Dans un autre contexte, nous continuerons notre action pour la paix en Ukraine. Les accords de Minsk, obtenus en février grâce aux efforts conjoints de la France et de l'Allemagne, ont permis une certaine désescalade. Leur mise en oeuvre devra se poursuivre en 2016 puisque que nous ne sommes pas parvenus à leur terme en 2015. Tout n'est pas réglé, mais nous sommes passés d'un conflit ouvert à un dialogue mieux organisé, ouvrant peu à peu la voie vers une Ukraine plus stable et pacifiée. La France, à travers le «format Normandie», continuera de jouer son rôle majeur dans ce processus. Paix et sécurité.
La deuxième priorité de notre diplomatie en 2016 sera le suivi et la mise en oeuvre des décisions de la COP21. Car on l'oublie, mais moi je ne l'oublie pas, nous continuons à présider la COP21 jusqu'au mois de novembre de cette année. L'espoir, l'enjeu, c'est de construire à partir du momentum de Paris et de «capitaliser» sur le succès du 12 décembre. Pour cela, nous devrons exploiter au mieux ma présidence de la COP21, qui se poursuivra jusqu'à la COP22 de Marrakech, en novembre prochain. En 2016, notre diplomatie restera donc fortement mobilisée sur l'enjeu climatique.
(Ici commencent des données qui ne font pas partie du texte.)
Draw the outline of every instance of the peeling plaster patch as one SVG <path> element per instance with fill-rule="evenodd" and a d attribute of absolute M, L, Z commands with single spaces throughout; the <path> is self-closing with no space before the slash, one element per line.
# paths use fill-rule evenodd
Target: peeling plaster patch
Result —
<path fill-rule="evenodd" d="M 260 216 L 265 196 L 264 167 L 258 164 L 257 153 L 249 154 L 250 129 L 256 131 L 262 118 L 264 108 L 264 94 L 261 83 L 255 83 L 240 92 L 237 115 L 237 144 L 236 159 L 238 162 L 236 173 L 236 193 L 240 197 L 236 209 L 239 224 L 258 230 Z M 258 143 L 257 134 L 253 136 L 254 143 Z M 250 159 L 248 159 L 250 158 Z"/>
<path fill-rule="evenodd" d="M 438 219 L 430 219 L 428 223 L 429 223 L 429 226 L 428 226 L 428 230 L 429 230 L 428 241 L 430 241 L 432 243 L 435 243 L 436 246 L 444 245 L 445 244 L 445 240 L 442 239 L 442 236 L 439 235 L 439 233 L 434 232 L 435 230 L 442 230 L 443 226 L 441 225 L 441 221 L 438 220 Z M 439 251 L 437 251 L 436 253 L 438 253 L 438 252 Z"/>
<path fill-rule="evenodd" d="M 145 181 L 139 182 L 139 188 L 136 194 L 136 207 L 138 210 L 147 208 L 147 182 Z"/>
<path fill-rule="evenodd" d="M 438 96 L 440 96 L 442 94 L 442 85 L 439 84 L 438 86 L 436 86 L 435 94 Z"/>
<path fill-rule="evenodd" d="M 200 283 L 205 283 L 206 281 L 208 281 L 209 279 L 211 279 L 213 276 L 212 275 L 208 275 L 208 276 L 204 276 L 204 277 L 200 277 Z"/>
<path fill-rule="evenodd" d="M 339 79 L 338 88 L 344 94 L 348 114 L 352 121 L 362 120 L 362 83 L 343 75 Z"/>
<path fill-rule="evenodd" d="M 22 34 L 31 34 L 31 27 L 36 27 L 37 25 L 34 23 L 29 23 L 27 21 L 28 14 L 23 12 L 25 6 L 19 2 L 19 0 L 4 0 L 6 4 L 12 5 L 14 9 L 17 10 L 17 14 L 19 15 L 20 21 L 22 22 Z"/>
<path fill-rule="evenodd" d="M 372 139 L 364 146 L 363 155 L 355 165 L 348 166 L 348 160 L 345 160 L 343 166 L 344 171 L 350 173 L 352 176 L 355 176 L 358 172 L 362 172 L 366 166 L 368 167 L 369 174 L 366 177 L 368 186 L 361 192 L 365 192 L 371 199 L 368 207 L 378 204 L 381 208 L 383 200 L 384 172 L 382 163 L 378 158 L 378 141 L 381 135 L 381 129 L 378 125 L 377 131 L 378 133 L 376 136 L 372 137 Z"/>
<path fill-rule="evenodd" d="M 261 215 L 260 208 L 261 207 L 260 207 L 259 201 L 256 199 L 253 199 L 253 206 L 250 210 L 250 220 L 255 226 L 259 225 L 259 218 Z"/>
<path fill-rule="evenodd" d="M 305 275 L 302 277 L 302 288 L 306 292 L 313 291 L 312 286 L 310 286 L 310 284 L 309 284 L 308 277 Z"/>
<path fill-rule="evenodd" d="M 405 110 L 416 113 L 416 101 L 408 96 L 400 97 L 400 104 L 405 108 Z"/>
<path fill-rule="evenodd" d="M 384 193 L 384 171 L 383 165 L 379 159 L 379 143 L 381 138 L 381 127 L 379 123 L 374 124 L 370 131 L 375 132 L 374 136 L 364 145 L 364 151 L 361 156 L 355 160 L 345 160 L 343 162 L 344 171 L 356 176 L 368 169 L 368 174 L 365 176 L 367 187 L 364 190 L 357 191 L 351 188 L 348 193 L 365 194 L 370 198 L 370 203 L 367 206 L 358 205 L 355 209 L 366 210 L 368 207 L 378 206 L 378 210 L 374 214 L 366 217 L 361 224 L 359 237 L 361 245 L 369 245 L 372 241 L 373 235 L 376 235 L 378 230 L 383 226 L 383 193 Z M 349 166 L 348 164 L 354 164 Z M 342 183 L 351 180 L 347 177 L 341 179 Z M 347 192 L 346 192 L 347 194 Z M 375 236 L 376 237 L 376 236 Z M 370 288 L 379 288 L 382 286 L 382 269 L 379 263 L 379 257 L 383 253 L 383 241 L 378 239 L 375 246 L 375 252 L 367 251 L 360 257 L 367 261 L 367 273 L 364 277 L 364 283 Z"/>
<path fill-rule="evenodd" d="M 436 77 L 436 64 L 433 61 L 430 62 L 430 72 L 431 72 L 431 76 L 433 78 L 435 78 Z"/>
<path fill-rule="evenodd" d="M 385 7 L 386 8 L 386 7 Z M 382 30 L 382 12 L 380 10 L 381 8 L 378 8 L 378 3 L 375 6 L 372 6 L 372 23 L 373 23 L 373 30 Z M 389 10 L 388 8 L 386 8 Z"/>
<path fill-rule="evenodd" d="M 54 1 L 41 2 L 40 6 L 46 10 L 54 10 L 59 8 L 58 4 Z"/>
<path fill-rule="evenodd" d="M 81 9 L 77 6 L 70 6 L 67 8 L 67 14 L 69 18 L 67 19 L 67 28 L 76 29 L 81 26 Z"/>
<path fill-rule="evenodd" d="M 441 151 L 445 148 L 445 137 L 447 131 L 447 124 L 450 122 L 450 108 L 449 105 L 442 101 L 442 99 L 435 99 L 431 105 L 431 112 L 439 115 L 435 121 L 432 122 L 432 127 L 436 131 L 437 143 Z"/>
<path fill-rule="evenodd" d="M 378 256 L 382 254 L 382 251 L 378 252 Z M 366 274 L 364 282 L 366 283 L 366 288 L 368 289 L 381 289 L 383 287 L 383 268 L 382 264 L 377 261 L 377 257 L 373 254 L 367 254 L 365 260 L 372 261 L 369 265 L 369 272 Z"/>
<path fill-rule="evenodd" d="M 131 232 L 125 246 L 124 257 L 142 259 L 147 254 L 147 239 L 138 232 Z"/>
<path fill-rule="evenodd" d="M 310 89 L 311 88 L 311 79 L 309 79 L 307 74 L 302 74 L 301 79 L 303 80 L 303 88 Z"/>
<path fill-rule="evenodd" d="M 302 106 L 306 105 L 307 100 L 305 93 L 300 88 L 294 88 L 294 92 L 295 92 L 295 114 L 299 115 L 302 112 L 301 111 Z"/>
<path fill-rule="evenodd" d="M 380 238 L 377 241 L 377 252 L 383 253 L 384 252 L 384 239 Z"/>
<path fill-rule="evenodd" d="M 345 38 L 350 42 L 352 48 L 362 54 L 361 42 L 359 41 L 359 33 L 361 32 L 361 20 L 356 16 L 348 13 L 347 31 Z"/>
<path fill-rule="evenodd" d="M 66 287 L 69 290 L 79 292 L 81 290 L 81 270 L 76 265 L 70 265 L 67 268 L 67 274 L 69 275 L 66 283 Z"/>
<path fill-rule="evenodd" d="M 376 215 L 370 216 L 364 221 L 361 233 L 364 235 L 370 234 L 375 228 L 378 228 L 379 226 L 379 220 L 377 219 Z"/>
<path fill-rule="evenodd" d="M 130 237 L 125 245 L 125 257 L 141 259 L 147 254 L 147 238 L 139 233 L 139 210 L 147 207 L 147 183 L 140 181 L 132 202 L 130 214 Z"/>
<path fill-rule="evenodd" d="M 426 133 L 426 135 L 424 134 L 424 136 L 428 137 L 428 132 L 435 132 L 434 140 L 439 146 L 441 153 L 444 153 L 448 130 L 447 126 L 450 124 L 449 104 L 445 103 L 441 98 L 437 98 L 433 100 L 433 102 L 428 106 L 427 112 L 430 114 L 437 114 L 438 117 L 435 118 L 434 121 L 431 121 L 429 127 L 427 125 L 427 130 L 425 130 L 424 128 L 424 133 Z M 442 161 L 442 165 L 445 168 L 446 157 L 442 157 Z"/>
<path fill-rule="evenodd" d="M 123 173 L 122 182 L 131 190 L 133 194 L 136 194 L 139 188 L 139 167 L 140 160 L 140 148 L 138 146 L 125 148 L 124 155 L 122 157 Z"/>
Nous devrons nous concentrer, en particulier, sur la mise en oeuvre des décisions du 12 décembre. Pour le dire d'une façon qui, juridiquement, n'est pas très exacte, avec l'accord de Paris, nous avons adopté une bonne «loi» ; nous devons maintenant préparer de bons «textes d'application». Notre présidence en 2016 n'aura évidemment pas le même objet que les efforts déployés en amont de la COP21, mais elle demandera elle-aussi un investissement très important si nous voulons - et c'est indispensable - que se poursuive à Marrakech l'élan de Paris. Dans les semaines qui viennent, nous devrons travailler de près avec les autorités marocaines. La qualité de notre collaboration avec la présidence péruvienne de la COP20 tout au long de l'année écoulée a été extrêmement utile. Dans les jours qui viennent, j'aurai à m'exprimer plusieurs fois à ce titre : le 18 janvier à Abou Dhabi pour une conférence internationale ; le 20, le président Schultz m'a invité à m'exprimer devant le Parlement européen sur la COP21 ; le 21, je serai au sommet de Davos ; et mi-février à la Wehrkunde de Munich.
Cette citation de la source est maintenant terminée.